Dans ce contexte, peut s’exercer ce que l’on appelle la
dictature des marchés, c’est-à-dire celle des grands
spéculateurs financiers, celle des agences de notation et des
principaux médias économiques. (...) Il y a une formidable
concentration de pouvoir politique, financier et économique,
mais aussi médiatique, aux mains de quelques dirigeants
politiques ou économiques et directeurs d’agences de financement
et de fonds de placements et de banques. (...) L’ «industrie
publicitaire» est le bras armé de ce système qui nous
emprisonne. Il coûte 400 milliards de dollars par an qui sont
payés par les victimes du système, c’est-à-dire les
consommateurs. Vous imaginez ce qui pourrait être accompli avec
cette somme dans le domaine des protections sociales qui se
réduisent partout comme une peau de chagrin sous l’effet de
l’idéologie néolibérale. (...)»(8)
L’un des arguments répété ad nauseam est la sécurité. Georges
Corm écrit: «Rien n’a été plus propice au démantèlement de
l’Etat de droit et de «providence» sociale que la grande peur
suscitée par les questions sécuritaires dans un contexte
idéologique largement préparé par l’idéologie du choc des
civilisations, popularisée par le livre de Samuel Huntington qui
ne fait que reprendre des thèmes éculés sur les risques de
«déclin de l’Occident» face à l’Orient. Au thème de la
subversion communiste a succédé celui du danger de
«l’islamo-fascisme» dont George Bush fils avait fait son
leitmotiv quasi quotidien. (...) Du côté de l’Orient musulman,
la montée du fondamentalisme est résultée de plusieurs facteurs,
dont l’instrumentalisation des trois monothéismes au cours de la
Guerre froide pour lutter contre l’extension du communisme, mais
aussi la perpétuation de l’hégémonie américaine et les
occupations militaires qu’elle a entreprises en Irak et en
Afghanistan, sans parler du comportement israélien dans les
territoires palestiniens occupés et l’appui que reçoit Israël
des Etats-Unis et des gouvernements européens.»(8)
Totalitarisme
«Il en a assez, Georges Corm! écrit Robert Solé. Assez
d’entendre parler des exigences de la mondialisation. (...) Dans
ce système, il ne voit que des sociétés déstructurées, des
familles éclatées par des mouvements migratoires, des
crispations identitaires mortifères, des Etats progressivement
dépossédés de leurs compétences...On a jeté aux orties, selon
lui, toutes les bases de l’éthique héritées de la Renaissance et
des Lumières. Un totalitarisme de la pensée a été remplacé par
un autre, écrit Georges Corm. Le système ne peut être critiqué
qu’à la marge. Faire la révolution? L’économiste libanais a
passé l’âge des barricades. Il prône une «dé-mondialisation
progressive» qui permettrait de «défaire les mécanismes les plus
nocifs», mettre un terme aux absurdités économiques et sociales
du système actuel et y «ramener de la raison et de l’éthique».

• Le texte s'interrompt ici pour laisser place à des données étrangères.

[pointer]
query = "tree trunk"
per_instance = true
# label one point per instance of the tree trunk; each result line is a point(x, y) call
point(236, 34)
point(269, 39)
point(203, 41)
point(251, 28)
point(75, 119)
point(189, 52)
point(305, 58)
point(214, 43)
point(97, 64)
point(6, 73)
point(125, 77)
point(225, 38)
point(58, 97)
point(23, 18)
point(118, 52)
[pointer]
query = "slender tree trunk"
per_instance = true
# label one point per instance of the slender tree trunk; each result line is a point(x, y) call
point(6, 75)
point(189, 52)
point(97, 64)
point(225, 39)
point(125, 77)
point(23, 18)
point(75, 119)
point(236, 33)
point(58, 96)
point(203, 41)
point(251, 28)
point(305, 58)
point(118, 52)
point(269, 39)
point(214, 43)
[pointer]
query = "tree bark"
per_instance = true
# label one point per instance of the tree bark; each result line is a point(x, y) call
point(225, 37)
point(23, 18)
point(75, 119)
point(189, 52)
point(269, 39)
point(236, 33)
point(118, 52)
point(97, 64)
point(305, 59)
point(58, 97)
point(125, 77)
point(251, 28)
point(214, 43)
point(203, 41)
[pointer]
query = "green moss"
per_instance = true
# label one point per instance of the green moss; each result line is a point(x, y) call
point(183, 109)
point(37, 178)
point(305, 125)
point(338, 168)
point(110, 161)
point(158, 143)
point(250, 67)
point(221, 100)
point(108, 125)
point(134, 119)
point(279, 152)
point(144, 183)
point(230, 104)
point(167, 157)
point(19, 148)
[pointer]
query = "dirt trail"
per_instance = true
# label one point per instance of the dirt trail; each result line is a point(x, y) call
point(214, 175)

Ses espoirs se tournent pourtant du côté des Etats-Unis: parmi
les facteurs possibles de changement, il parie sur «un déclin
continu de la puissance économique américaine». On ne sait si
c’est d’abord une prédiction ou un souhait.»(9)
D’où viendrait le salut? Corm analyse «les forces du
changement». Au premier rang desquelles il situe le Forum social
mondial, héritier des utopies planétaires de société
universelle, juste et équitable. (...) En conclusion, Corm
estime que l’on ne saurait faire l’impasse, malgré ses limites,
sur l’État-Nation qui «exprime le désir d’une collectivité
humaine d’être maîtresse de son destin par des mécanismes de
représentation de ses membres et le contrôle des actes de ses
dirigeants élus afin d’assurer la conformité et l’intérêt de la
collectivité et de tous ses membres».(7)
Il rejoint ce faisant, les écrits prophétiques de Bourdieu que
nous avons cités plus haut. Il nous faut nous indigner car la
mondialisation n’est, en définitive, pas autre chose que la
dissolution des souverainetés-notamment les plus fragiles-par la
marchéisation de tout, alors démondialiser selon le mot de Corm
c’est repolitiser. L’Etat retrouvera alors sa légitimité.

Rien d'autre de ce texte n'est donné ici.